Tuesday, January 19, 2010

Oddity

So I think that maybe there's a small chance I don't want to be her boyfriend, not as such anyway. My attraction to her hasn't really ever been on the physical side. Not to say I don't find her attractive, but unlike some women I've gone after, my primary motivation in speaking to her isn't trying to fuck her. It's like...I'd just like to hang out with her. I'd like her to be a closer friend than she is at the moment. I'd like somebody to stay up until dawn with watching movies. I guess that what I want sort of necessitates being her boyfriend, which is unfortunate for me, but I think it's a sign of maturity that I'm beginning to entertain the idea of settling. Though, to be honest, I'm switching back and forth between
A. being okay with a mere friendship
B. Wanting to go on the offensive and simply will my way into her good graces
and C. Wanting to say "fuck it" to the whole thing and be pissed at her for Zoning me and myself for letting it happen.

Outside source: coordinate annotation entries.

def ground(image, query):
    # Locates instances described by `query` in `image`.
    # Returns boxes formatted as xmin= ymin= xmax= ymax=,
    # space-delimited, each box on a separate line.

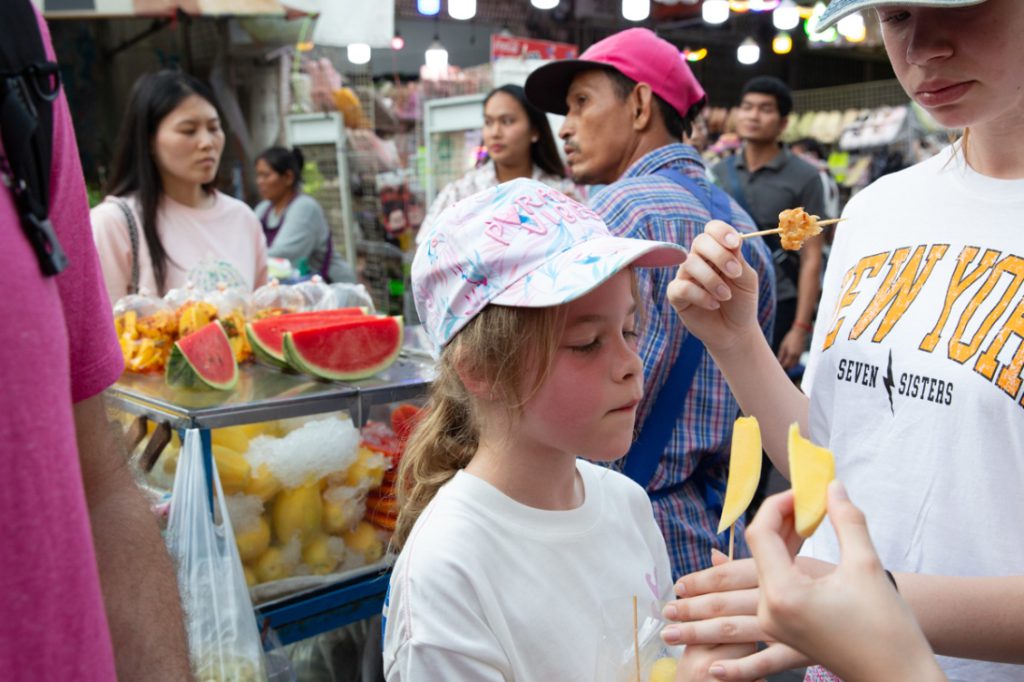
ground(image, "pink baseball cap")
xmin=525 ymin=29 xmax=706 ymax=116
xmin=412 ymin=178 xmax=686 ymax=352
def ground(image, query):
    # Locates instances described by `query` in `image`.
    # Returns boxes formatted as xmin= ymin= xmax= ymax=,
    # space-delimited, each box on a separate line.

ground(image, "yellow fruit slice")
xmin=718 ymin=417 xmax=761 ymax=532
xmin=648 ymin=656 xmax=677 ymax=682
xmin=234 ymin=516 xmax=270 ymax=562
xmin=210 ymin=426 xmax=249 ymax=454
xmin=272 ymin=483 xmax=324 ymax=543
xmin=790 ymin=424 xmax=836 ymax=538
xmin=211 ymin=445 xmax=252 ymax=495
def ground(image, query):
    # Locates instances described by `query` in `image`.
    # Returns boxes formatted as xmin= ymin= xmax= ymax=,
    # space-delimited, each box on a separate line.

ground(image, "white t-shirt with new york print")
xmin=803 ymin=143 xmax=1024 ymax=682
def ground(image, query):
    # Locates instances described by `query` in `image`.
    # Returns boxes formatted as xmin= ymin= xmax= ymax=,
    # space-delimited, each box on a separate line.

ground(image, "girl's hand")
xmin=668 ymin=220 xmax=762 ymax=351
xmin=676 ymin=644 xmax=757 ymax=682
xmin=662 ymin=548 xmax=834 ymax=682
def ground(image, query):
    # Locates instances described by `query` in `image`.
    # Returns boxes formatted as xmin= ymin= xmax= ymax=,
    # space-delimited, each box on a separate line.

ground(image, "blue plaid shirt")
xmin=591 ymin=144 xmax=775 ymax=578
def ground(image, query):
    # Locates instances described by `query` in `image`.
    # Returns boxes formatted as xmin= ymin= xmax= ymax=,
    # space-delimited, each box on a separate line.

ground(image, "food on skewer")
xmin=739 ymin=207 xmax=843 ymax=251
xmin=718 ymin=417 xmax=762 ymax=558
xmin=790 ymin=424 xmax=836 ymax=538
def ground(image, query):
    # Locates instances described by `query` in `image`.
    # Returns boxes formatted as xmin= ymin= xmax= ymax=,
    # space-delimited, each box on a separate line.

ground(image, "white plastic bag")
xmin=167 ymin=429 xmax=266 ymax=682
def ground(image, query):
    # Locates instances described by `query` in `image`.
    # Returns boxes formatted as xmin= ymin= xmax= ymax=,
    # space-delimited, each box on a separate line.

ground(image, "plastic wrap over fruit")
xmin=252 ymin=280 xmax=305 ymax=319
xmin=114 ymin=290 xmax=177 ymax=373
xmin=204 ymin=283 xmax=253 ymax=363
xmin=331 ymin=282 xmax=377 ymax=315
xmin=295 ymin=274 xmax=338 ymax=310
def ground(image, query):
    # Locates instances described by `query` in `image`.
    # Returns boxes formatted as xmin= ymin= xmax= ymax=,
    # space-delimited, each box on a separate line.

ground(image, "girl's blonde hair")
xmin=391 ymin=305 xmax=566 ymax=550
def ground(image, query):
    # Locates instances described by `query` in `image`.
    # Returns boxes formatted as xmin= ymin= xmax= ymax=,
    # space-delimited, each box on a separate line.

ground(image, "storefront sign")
xmin=490 ymin=34 xmax=580 ymax=61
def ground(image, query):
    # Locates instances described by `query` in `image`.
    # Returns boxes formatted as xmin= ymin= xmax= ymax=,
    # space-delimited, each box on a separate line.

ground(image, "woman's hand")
xmin=746 ymin=481 xmax=942 ymax=682
xmin=668 ymin=220 xmax=762 ymax=351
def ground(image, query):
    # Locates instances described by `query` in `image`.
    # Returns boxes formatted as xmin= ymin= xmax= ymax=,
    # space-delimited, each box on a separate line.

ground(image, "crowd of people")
xmin=0 ymin=0 xmax=1024 ymax=682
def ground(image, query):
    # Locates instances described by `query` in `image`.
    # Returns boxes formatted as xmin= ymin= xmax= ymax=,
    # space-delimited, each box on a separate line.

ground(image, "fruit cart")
xmin=106 ymin=342 xmax=433 ymax=644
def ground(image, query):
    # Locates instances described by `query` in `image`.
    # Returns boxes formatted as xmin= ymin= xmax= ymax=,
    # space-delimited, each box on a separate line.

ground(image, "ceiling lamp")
xmin=736 ymin=38 xmax=761 ymax=66
xmin=347 ymin=43 xmax=370 ymax=63
xmin=771 ymin=31 xmax=793 ymax=54
xmin=623 ymin=0 xmax=650 ymax=22
xmin=700 ymin=0 xmax=729 ymax=24
xmin=416 ymin=0 xmax=441 ymax=16
xmin=449 ymin=0 xmax=476 ymax=20
xmin=771 ymin=0 xmax=800 ymax=31
xmin=423 ymin=35 xmax=447 ymax=79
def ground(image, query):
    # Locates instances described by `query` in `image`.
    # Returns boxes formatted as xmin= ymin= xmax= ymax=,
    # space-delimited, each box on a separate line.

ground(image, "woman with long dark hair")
xmin=256 ymin=146 xmax=355 ymax=282
xmin=420 ymin=85 xmax=585 ymax=235
xmin=91 ymin=71 xmax=266 ymax=300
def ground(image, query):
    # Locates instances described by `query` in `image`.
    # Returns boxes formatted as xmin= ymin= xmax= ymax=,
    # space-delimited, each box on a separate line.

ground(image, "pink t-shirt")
xmin=0 ymin=9 xmax=123 ymax=681
xmin=91 ymin=191 xmax=266 ymax=301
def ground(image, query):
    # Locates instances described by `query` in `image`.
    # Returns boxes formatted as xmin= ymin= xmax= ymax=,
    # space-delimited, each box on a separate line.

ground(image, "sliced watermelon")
xmin=246 ymin=307 xmax=367 ymax=368
xmin=164 ymin=319 xmax=239 ymax=391
xmin=285 ymin=315 xmax=403 ymax=381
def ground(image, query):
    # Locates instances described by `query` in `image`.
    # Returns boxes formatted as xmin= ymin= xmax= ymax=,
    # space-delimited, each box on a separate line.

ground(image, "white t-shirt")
xmin=384 ymin=460 xmax=672 ymax=682
xmin=89 ymin=191 xmax=266 ymax=303
xmin=803 ymin=144 xmax=1024 ymax=682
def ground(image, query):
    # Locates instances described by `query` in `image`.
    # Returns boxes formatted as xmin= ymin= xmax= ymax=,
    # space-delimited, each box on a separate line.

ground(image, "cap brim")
xmin=523 ymin=59 xmax=616 ymax=116
xmin=815 ymin=0 xmax=985 ymax=33
xmin=489 ymin=237 xmax=686 ymax=308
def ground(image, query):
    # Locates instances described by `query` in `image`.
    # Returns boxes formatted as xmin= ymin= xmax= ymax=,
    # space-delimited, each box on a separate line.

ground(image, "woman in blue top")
xmin=256 ymin=146 xmax=355 ymax=282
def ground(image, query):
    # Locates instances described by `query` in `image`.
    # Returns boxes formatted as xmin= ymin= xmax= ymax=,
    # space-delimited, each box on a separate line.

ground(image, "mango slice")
xmin=790 ymin=424 xmax=836 ymax=538
xmin=718 ymin=417 xmax=762 ymax=532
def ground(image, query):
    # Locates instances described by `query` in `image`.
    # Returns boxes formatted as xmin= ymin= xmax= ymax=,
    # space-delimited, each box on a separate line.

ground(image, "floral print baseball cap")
xmin=412 ymin=178 xmax=686 ymax=353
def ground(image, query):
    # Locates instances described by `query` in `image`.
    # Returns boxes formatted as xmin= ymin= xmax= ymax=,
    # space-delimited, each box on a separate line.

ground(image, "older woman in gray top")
xmin=256 ymin=146 xmax=355 ymax=282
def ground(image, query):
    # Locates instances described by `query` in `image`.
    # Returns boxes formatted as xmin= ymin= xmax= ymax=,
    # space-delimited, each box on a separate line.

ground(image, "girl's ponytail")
xmin=391 ymin=353 xmax=479 ymax=550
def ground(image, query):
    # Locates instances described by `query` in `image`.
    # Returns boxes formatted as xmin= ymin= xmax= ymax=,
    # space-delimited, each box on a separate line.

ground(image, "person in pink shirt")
xmin=0 ymin=0 xmax=189 ymax=682
xmin=91 ymin=71 xmax=266 ymax=300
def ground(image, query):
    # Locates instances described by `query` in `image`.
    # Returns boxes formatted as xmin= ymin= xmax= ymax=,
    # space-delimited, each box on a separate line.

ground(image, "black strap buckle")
xmin=22 ymin=206 xmax=68 ymax=276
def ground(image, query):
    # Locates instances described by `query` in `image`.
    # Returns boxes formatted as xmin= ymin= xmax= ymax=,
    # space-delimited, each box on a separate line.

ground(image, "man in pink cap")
xmin=525 ymin=29 xmax=775 ymax=576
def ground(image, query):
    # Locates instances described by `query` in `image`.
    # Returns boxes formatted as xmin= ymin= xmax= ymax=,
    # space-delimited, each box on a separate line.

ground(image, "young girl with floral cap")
xmin=384 ymin=179 xmax=753 ymax=681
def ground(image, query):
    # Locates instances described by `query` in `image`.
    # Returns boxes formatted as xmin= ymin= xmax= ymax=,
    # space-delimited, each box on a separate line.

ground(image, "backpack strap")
xmin=114 ymin=199 xmax=138 ymax=294
xmin=0 ymin=0 xmax=68 ymax=275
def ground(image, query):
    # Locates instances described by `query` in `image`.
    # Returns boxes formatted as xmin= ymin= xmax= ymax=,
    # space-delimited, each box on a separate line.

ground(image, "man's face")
xmin=558 ymin=69 xmax=637 ymax=184
xmin=736 ymin=92 xmax=786 ymax=142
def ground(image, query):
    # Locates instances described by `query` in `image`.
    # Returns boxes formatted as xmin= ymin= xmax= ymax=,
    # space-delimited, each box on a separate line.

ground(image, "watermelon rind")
xmin=164 ymin=319 xmax=239 ymax=391
xmin=285 ymin=315 xmax=404 ymax=381
xmin=246 ymin=307 xmax=367 ymax=370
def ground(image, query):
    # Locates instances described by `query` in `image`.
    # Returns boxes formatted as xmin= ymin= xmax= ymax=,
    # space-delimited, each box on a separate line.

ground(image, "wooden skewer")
xmin=739 ymin=218 xmax=846 ymax=240
xmin=633 ymin=595 xmax=641 ymax=682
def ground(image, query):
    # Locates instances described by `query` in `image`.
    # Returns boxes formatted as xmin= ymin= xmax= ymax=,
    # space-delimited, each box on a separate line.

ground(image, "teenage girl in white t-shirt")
xmin=90 ymin=71 xmax=266 ymax=301
xmin=384 ymin=179 xmax=761 ymax=682
xmin=667 ymin=0 xmax=1024 ymax=682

ETA: Holy crap, I can't believe I forgot to add a quote, much less one from one of my favorite movies which seems so very fitting.


"I wanna be with her more, I wanna be with her all the time, and I wanna tell her things I don't even tell you or mum. And I don't want her to have another boyfriend. I suppose if I could have all those things, I wouldn't really mind if I touched her or not."